“Life is a journey, not a destination.”
-Ralph Waldo Emerson
Being an entrepreneur is a demanding profession. Having experienced the entrepreneurial world for my entire professional career, I’ve learned that achieving a work-life balance is often difficult to do. While some are able to achieve this balance easier than their peers, while others struggle with this balance and never achieve it.
Having seen numerous friends and acquaintances lose the fight for balance and ultimately end up with a disaster -- either in their business or personal life -- I thought it would be appropriate to lean on the advice of some of the wisest people I know -- both dead and alive -- to give you a cheat sheet to a happy life.
1. Enjoy the journey. As mentioned above, famed essayist and poet Ralph Waldo Emerson reminds us that you’re not in a race: Life doesn’t provide us with any drama in how it ends. And those that are obsessed with the end results are often blinded to the sheer wonder that is provided during the journey.
Don’t get too caught up in the daily grind. Make time to get out and enjoy the journey. A profit and loss statement will never be as fulfilling as a night of laughter with friends. Another board meetings will never provide you with the same joy as making your kids laugh or an hour playing with your dog in the park.
Yes, there are responsibilities you cannot always shirk. But if you were to give the same level of importance to your happiness as you do business, then you’d skip business meetings in order to avoid missing a social event, rather than the other way around.

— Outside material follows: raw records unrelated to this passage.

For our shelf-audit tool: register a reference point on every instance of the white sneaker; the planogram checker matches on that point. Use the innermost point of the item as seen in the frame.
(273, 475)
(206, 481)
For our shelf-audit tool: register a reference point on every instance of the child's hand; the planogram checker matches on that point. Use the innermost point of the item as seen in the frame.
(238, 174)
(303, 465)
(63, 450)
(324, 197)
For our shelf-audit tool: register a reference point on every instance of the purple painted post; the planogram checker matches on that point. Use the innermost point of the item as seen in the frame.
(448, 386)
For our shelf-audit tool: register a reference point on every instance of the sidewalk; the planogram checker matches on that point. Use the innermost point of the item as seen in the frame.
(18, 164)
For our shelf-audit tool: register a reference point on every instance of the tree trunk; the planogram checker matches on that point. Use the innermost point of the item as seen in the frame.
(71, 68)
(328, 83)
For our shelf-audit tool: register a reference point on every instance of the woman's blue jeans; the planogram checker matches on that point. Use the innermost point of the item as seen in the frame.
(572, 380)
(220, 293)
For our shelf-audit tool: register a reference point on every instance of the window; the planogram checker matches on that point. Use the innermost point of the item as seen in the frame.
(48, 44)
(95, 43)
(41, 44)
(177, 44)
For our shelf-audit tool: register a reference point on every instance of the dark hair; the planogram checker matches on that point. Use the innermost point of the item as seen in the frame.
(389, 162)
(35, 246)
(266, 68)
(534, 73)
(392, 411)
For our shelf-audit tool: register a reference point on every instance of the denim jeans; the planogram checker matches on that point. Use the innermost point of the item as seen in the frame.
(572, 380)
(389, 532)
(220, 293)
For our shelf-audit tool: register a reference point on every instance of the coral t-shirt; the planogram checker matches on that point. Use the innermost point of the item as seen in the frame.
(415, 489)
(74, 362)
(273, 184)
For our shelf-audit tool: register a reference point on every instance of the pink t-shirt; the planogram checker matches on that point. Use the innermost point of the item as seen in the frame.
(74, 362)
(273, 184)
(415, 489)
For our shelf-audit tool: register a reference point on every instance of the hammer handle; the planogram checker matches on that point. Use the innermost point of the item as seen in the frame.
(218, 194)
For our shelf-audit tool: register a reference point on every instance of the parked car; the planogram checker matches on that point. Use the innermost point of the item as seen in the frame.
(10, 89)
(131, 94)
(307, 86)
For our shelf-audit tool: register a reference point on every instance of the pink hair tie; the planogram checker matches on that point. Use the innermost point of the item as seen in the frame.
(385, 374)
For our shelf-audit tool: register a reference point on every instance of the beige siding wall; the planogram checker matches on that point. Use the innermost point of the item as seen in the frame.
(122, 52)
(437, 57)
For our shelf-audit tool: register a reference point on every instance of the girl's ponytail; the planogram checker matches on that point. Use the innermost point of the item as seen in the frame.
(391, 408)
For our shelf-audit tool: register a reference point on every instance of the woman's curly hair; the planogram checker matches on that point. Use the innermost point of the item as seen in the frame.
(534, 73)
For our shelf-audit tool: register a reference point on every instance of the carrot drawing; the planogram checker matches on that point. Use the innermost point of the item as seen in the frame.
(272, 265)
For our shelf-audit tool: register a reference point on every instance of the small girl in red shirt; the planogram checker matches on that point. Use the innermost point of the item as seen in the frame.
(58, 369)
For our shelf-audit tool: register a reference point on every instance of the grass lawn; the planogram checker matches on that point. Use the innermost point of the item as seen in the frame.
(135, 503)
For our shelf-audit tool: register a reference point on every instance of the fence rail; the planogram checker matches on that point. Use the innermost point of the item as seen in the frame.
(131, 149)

2. You only get one life. Don’t live someone else’s dream. “You must live in the present, launch yourself on every wave, and find your eternity in each moment. Fools stand on their island of opportunities and look toward another land. There is no other land; there is no other life but this.”
--Henry David Thoreau
I’ve heard it a million times. “When I’m _____, I’ll be able to do _____.” Replacing the blanks with any number of terms -- millionaire, famous and stronger, along with retire, be happy and travel -- often sets you up for disappointment.
Regardless of what you’re waiting for, all you’re doing is renting the present out to your future.
Most of us will never achieve our "x." Does that mean your life is a failure? Far from it. The only failure can come from ignoring the present you live in to focus on the future you may never have.
Business people are more prone to this than others. Our world is based on projections and forecasts. And because of this, we end up delaying, postponing and ignoring our current happiness to achieve a perceived greater happiness in the future.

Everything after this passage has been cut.